UPDATE (2026-04-24 post-mortem)

The original framing of this issue focused on the test_rls_isolation.py fixture collision. That's real but secondary. The primary bug was much more dangerous and has been fixed in commit dab740d.

What actually happened

Running pytest tests/ inside the resolutionflow_backend container at Phase 9 Task 14 silently DROPPED THE DEV DATABASE SCHEMA. The backend crashed on startup with relation "users" does not exist and docker never restarted it — the dev environment was unusable until a manual container restart. Root cause was two layered bugs:

Bug 1 — conftest.TEST_DATABASE_URL preferred DATABASE_URL:

TEST_DATABASE_URL = os.environ.get(
    "DATABASE_URL",                    # ← production URL read FIRST
    os.environ.get("DATABASE_TEST_URL", "..."),
)

Inside the backend container, DATABASE_URL points at the dev DB. So pytest treated the dev DB as the test DB. The test_db fixture's DROP SCHEMA public CASCADE then wiped it.

Bug 2 — get_admin_db was not overridden in app.dependency_overrides.

conftest.py overrode get_db but not get_admin_db.

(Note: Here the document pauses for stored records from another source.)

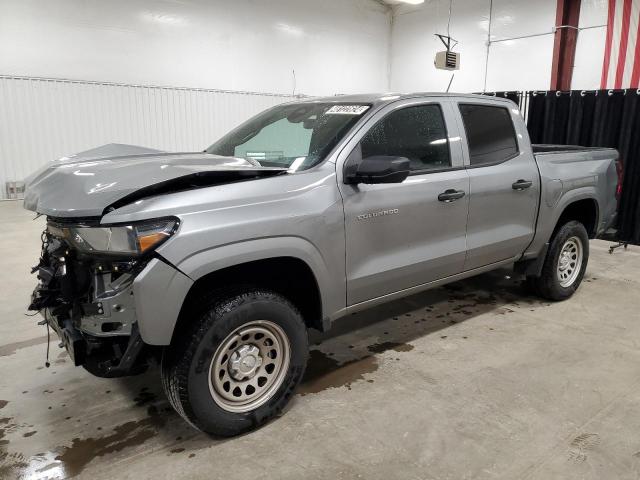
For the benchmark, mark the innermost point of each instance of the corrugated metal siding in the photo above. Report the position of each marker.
(43, 119)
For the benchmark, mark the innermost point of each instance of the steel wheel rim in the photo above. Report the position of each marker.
(570, 262)
(249, 366)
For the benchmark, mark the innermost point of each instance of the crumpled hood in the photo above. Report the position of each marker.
(85, 184)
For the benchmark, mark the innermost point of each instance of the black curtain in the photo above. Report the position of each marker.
(595, 119)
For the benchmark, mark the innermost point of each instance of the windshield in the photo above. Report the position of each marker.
(292, 136)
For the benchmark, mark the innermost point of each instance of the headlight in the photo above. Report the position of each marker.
(134, 239)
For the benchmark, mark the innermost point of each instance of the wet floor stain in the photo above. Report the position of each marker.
(11, 464)
(324, 372)
(130, 434)
(145, 397)
(10, 349)
(395, 346)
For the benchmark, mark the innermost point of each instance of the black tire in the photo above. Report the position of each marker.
(548, 284)
(185, 364)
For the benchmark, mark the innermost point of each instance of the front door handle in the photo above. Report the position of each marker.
(450, 195)
(521, 184)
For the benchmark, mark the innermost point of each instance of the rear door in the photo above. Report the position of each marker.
(504, 182)
(401, 235)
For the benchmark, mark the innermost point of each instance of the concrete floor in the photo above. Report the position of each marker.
(474, 380)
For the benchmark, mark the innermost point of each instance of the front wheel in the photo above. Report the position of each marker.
(238, 364)
(565, 263)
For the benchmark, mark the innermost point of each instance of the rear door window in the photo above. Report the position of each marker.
(490, 134)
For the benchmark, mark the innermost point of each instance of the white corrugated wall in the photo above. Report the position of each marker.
(43, 119)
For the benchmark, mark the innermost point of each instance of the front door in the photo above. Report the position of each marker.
(403, 235)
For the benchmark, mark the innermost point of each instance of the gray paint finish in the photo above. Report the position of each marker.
(312, 215)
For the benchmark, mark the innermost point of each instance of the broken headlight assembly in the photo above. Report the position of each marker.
(133, 239)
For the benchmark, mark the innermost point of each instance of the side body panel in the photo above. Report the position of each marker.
(399, 235)
(502, 220)
(570, 176)
(296, 215)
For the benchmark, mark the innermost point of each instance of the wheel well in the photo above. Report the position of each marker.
(584, 211)
(288, 276)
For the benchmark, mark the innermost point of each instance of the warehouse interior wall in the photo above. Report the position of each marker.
(520, 53)
(176, 75)
(171, 75)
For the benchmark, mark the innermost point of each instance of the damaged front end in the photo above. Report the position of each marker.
(85, 290)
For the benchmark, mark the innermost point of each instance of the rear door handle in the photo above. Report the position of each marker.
(450, 195)
(521, 184)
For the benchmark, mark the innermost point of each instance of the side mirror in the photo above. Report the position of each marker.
(377, 169)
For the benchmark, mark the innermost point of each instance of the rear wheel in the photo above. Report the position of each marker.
(239, 364)
(565, 263)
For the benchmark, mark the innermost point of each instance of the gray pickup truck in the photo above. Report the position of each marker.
(217, 263)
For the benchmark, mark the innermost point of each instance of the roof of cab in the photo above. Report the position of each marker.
(382, 98)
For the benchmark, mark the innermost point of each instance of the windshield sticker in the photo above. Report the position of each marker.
(347, 110)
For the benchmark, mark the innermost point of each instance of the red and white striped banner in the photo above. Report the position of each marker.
(621, 67)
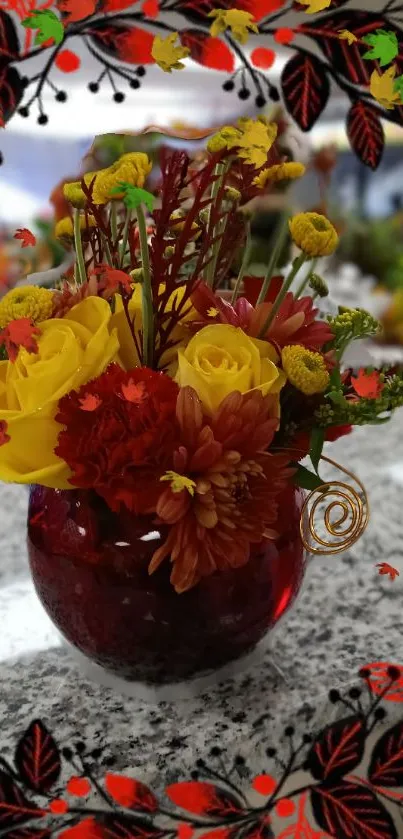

Endpoints using get_admin_db (register, admin routes, service accounts) bypassed the test session and hit the real admin DB. Before Bug 1 was fixed, both engines happened to point at the same dev DB, so this worked by accident.

Fix (shipped in dab740d)

  1. conftest.py now honors ONLY DATABASE_TEST_URL (or the localhost fallback). DATABASE_URL is never consulted for the test DB.
  2. An assertion at module load refuses to run pytest if TEST_DATABASE_URL's database name doesn't contain "test":
    assert "test" in _test_db_name, f"Refusing to run tests against {_test_db_name!r} — ..."
    
  3. conftest.py now also overrides get_admin_db to yield the same test session (RLS isn't enabled in the create_all-managed test schema, so sharing is safe).
  4. docker-compose.dev.yml now sets DATABASE_TEST_URL=postgresql+asyncpg://postgres:postgres@db:5432/resolutionflow_test so pytest in the container works out of the box (requires CREATE DATABASE resolutionflow_test; once — the DB has been created).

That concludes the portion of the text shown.